The vast majority of suspicious claims identified by the new analysis came from seven companies, many of which share executives, according to public documents and the advocacy group’s report. Only one of the businesses had a working phone number and did not return a request for comment. The other numbers were either disconnected, went to different businesses or, in one case, went to a previous owner.
Pretty in Pink Boutique is enrolled in Medicare to a home address in El Paso. His phone number goes to an auto body shop called West Texas Body and Paint, where an employee who answered a call from a reporter said the shop gets “calls all day, every day” from Medicare enrollees concerned about fraudulent bills.
Pamela Ludwig runs an unrelated business in Nashville also called Pretty in Pink Boutique. He has received so many probe complaints that add a page on her website explaining that her business was not part of any scam.
“I have people calling me, cursing, screaming,” Ms. Ludwig said. “They feel violated.”
She called in a complaint to Medicare in September, she said, but the barrage of calls hasn’t stopped. In November, her husband was informed by a New York banker who said several men had come to his office asking to set up an account for Pretty at Pink Boutique. “He asked if we had recently sold our business,” Ms. Ludwig said.
The issue was on the radar of the Oklahoma Department of Insurance in July when it was investigating fraudulent Medicare claims for Covid-19 test kits. Officials also noticed a surprisingly high number of requests for catheters.
“When we started asking seniors, they told us they had never used urinary catheters and didn’t know why the claims were there,” said Ray Walker, the assistant director of the Medicare division. Since then, he estimates at least 70 Medicare beneficiaries have filed complaints about catheter claims, one this week alone.
In Illinois, Travis Tramich said he reported four cases of possible catheter fraud to the federal health department’s inspector general after his team, the Illinois Highway Patrol, fielded more than a dozen calls from Medicare beneficiaries. The group is part of a national network that warns seniors about federal health insurance scams.

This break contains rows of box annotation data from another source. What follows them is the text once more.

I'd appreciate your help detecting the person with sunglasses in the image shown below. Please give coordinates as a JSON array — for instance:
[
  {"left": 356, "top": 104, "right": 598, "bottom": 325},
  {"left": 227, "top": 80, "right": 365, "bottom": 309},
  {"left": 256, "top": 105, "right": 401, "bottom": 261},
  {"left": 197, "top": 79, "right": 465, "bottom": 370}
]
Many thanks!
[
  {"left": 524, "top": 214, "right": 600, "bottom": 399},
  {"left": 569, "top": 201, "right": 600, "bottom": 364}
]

It’s not clear how the catheter companies got hold of so many people’s Medicare accounts, but Mr. Trumitch said some told him they had previously received calls asking for their Medicare ID number. Others said they had not received any calls but suspected their names were obtained through data breaches.
Suzanne Gustafson, 76, complained to Medicare last month after noticing a suspicious payment of about $4,000 made to a company in New York. She saw a similar charge on her husband’s account. And when she posted on Facebook, wanting to raise awareness, another friend reached out, saying she had been hit with a similar accusation.
Ms. Gustafson speculated that the company could have gotten its Medicare information from a data breach at a hospital he had attended in Louisville, Ky. This was not Ms. Gustafson’s first encounter with suspicious Medicare bills: Last year, she said, she was falsely billed for a coronavirus test she never ordered or received.
Ms Hennis said she did not know how her information reached Pretty in Pink Boutique. When she reported the improper billing to Medicare, she said, she was told someone had set up a second Medicare account in her name and billed the catheters to the new account.
“I hate the idea of somebody doing away with Medicare,” he said. “So many of us rely on it. It’s just morally wrong.”